No próximo 15 de março, o Brasil celebra 40 anos da redemocratização. Foi neste dia que José Sarney tomou posse como presidente do Brasil no lugar de Tancredo Neves. Nunca é demais lembrar de tudo o que construímos até aqui, até porque o sonho golpista permanece entrincheirado no submundo político, como vimos na recente denúncia da Procuradoria-Geral da República. E se é de memória da democracia brasileira que falamos, não há ninguém melhor para conversar do que José Sarney, ex-presidente, escritor e imortal da Academia de Letras do Brasil.
Perto de completar 95 anos, Sarney recebeu o Correio em sua casa para recordar daquela que foi a transição mais importante da nossa história política recente. Da ditadura militar para o Estado Democrático, não foram poucos os momentos tensos, as ameaças de retorno, as negociações para ter uma Constituição cidadã. Publicada hoje, a primeira de uma série de entrevistas para falar sobre o aniversário da redemocratização, Sarney relembra agens importantes daquele período.
Conta que, por diversas vezes, civis tentaram cooptar militares para voltar ao poder. Mas também reflete sobre a atualidade no Brasil. Apesar de pontuar sequelas políticas que o país precisará enfrentar se quiser prosperar, é otimista em relação à preservação da democracia.
"Criamos instituições tão fortes que elas resistiram a dois impeachments e uma tentativa de mudança de regime, como todos agora estamos vivendo.

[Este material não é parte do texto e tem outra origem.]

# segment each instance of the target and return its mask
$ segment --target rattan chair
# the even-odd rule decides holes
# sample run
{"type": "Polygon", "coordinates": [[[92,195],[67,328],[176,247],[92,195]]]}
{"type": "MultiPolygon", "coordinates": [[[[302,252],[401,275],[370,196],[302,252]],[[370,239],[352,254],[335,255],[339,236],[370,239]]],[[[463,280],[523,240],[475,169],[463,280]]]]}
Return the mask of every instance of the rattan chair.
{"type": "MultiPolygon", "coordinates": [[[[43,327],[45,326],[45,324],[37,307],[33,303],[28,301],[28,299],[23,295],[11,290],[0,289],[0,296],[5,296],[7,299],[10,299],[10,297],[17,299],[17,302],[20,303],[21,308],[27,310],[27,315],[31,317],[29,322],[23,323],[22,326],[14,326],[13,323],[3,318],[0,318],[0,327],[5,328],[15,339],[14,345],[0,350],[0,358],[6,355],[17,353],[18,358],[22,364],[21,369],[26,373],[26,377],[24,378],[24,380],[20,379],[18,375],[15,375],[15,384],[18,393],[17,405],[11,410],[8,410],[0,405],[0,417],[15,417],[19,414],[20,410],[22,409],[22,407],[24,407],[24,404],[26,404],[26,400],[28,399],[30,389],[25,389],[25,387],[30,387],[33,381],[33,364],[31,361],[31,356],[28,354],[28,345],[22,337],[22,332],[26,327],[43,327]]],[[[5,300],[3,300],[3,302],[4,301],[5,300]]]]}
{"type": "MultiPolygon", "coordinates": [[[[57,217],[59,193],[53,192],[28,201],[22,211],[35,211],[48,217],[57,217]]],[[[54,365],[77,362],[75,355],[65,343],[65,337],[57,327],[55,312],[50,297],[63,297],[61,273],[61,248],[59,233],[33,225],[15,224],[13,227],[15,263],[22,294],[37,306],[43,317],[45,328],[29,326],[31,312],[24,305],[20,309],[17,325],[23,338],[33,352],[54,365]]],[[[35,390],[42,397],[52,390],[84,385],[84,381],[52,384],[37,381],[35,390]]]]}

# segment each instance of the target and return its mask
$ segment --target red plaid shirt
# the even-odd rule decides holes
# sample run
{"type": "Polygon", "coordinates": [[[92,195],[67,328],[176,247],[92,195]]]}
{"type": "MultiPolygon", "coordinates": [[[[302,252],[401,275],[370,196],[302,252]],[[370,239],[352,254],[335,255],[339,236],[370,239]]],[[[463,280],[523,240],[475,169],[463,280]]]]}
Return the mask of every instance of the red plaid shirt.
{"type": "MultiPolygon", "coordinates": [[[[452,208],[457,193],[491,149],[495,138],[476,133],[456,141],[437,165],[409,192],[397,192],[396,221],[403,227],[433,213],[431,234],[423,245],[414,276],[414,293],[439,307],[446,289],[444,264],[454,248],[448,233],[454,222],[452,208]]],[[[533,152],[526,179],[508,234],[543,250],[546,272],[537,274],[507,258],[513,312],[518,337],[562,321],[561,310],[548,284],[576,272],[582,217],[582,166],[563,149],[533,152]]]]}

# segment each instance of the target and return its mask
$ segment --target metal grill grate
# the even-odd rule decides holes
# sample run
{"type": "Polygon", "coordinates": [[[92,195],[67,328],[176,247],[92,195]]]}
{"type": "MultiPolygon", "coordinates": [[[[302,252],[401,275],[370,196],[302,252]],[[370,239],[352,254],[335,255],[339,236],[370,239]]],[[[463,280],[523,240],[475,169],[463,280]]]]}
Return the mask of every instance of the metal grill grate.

Então, eu acho que nós, agora, estamos num caminho irreversível. Quer dizer, nós não teremos mais, de nenhuma maneira, esses tipos de ações...Mas, para isso, temos um encontro marcado com uma mudança política profunda que o Brasil ainda não teve", disse na entrevista.
Um dos mais importantes desafios, segundo ele, é uma grande reforma política e eleitoral. Hoje, para ele, existe uma "judicialização da política" — políticos teimam em criar leis inconstitucionais. E, com isso, a Justiça precisa decidir questões políticas, levando também a uma "politização do Judiciário", incluindo potenciais excessos nessa relação.
Romper esse ciclo é fundamental. E a pela questão partidária. "Nós não temos vivência de partidos políticos. Basta dizer que é de 1946 a Lei Agamenon Magalhães, que nós voltamos a ter partidos nacionais, que nós tínhamos partidos estaduais. Isso fez com que nós tivéssemos um atraso muito grande em relação a países mesmo menores daqui da América Latina... E, nós, não tendo alguma tradição partidária, não temos formação de lideranças. E hoje, de certo modo, nós estamos sentindo essa falta", refletiu.
Político mais longevo do país, com memória e lucidez privilegiadas, o relato de Sarney — publicado também em vídeo em todas as nossas plataformas digitais — sobre aqueles momentos tão fundamentais para nossa história democrática é um registro histórico fundamental. Mais um para a coleção do Correio, que guarda no Cedoc, nosso centro de documentação, uma cobertura muito extensa de toda a transição, incluindo a Constituinte.